Continuou o professor, Anísio Teixeira:

- <<Na sua pureza, o regime importa sempre numa família real, nos casos extremos divina, que corporifica a abstração família. Abaixo da família real, vêm as famílias nobres, depois burguesas e, por último, a plebe. Com a República, essa hierarquia das famílias brasileiras se estabeleceu entre <<nossas boas famílias>> e as outras. Com a restauração do regime, iríamos assegurar educação dentro dessa ordem hierárquica. Primeiro, a educação das nossas boas famílias, depois a das demais. Como os recursos são poucos, teríamos de ficar no primeiro grupo.

TRADIÇÃO

<<E outra coisa não irá acontecer no Brasil, disse, desde que essa velha doutrina volte a ter os loros até de pensamento avançado.
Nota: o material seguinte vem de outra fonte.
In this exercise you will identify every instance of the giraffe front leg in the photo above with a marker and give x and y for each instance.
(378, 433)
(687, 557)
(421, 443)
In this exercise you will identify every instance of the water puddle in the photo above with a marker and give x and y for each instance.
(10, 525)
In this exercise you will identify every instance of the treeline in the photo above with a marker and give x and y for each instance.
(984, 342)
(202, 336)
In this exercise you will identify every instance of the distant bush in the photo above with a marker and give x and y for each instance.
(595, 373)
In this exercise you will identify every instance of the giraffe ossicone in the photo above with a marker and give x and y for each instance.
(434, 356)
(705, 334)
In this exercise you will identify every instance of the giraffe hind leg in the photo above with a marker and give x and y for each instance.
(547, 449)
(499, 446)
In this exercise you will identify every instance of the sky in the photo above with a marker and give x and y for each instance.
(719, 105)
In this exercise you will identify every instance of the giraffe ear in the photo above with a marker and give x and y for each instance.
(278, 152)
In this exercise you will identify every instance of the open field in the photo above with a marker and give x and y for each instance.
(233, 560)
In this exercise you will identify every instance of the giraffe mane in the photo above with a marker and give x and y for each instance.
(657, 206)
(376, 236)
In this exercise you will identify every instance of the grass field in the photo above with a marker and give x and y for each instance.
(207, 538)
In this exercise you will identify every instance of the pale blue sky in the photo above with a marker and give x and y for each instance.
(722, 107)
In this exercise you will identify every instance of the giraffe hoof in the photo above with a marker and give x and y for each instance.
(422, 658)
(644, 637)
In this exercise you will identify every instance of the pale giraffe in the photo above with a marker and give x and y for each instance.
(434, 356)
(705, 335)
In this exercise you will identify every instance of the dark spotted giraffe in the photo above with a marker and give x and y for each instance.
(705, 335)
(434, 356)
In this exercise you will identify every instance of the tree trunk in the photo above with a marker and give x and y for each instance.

Não é avançado coisa nenhuma. É velhíssima. Mas isto não impede de vingar na América do Sul. Tudo leva a crer que êste Continente está fadado a vir a encarnar o mundo antigo e, em face dos saltos para o futuro de quase todo o planeta, efetuar esta parte da terra certos recuos providenciais para, ajudado pelas nossas santas tradições, ainda poder manter as doçuras e espiritualidade dos bons velhos tempos da injustiça e da desigualdade humanas.

RESTAURAÇÃO DE PRIVILÉGIOS

<<Não deixa de ser melancólico assistir ao anacronismo, a que não falta sua ponta de insolência, do Brasil de hoje, que minha geração ainda julgava novo e que a geração seguinte, essa que hoje debate e vota as nossa leis, aposta em mostrar que não é nenhum país jovem, mas antiga e sábia nação, liberta de ilusões, disposta a restaurar o privilégio e a desigualdade como formas realistas e superiores de organização social. Embora essa orientação seja aparentemente a dominante no Legislativo Federal, conforta-nos a segurança de que tais resistências à mudança acabem por aguçar a consciência social, preparando-nos, assim, para mudanças possìvelmente mais radicais para o futuro.

ESCOLA PÚBLICA E ESCOLA PRIVADA

Examinou, em seguida, como encara o legislador os dois tipos de escola: <<Vá alguém tentar fazer uma lei de educação no Brasil e as exclamações enfáticas de solidariedade, fraternidade, pessoa humana, dignidade, liberdades fundamentais, democracia etc., encachoeiram como se constituíssem os próprios fundamentos mananciais da alma brasileira.

Depois, entretanto, de tão altas e grandes expressões verbais relativas aos princípios, às veleidades, às aspirações, começam a aparecer os propósitos reais, as vontades efetivas e, então, não é necessária nenhuma sutileza para se perceber que a sociedade brasileira deseja conservar, defender e cultivar tôdas as divisões, tôdas as discriminações, senão, abismos, de desigualdade e distância social.

No projeto de lei de Diretrizes e Bases, tudo isto é confirmado. Primeiro, a lei insiste em pôr no mesmo pé de igualdade a educação privada e a educação pública. Ora, que sentido tem isto? A escola pública não é uma extensão da escola privada, mas algo de novo, algo de diferente, algo, de certo modo, de oposto à escola privada. Quando Horace Mann, no século XIX, chamava a escola pública de <<a maior invenção humana>>, não estava a referir-se a uma suplementação da escola privada, mas à descoberta de instituição nova, que, ignorando distinções sociais e religiosas, abria para a sociedade a possibilidade de uma nova estrutura social, em que pobres e ricos, crentes e descrentes, pessoa de uma e outra raça, todos se pudessem educar e, por essa <<escada educacional>>, subir a escala social em comum emulação e comum convivência. Era a escola que preparava o homem para o exercício das <<crenças comuns>>, em que se apoiava a sociedade civil e leiga, independente das <<crenças privadas>> dos cidadãos. Tais crenças comuns compreendiam, como princípios supremos, a tolerância com respeito às crenças privadas e o fundamento secular ou leigo da moral humana>>.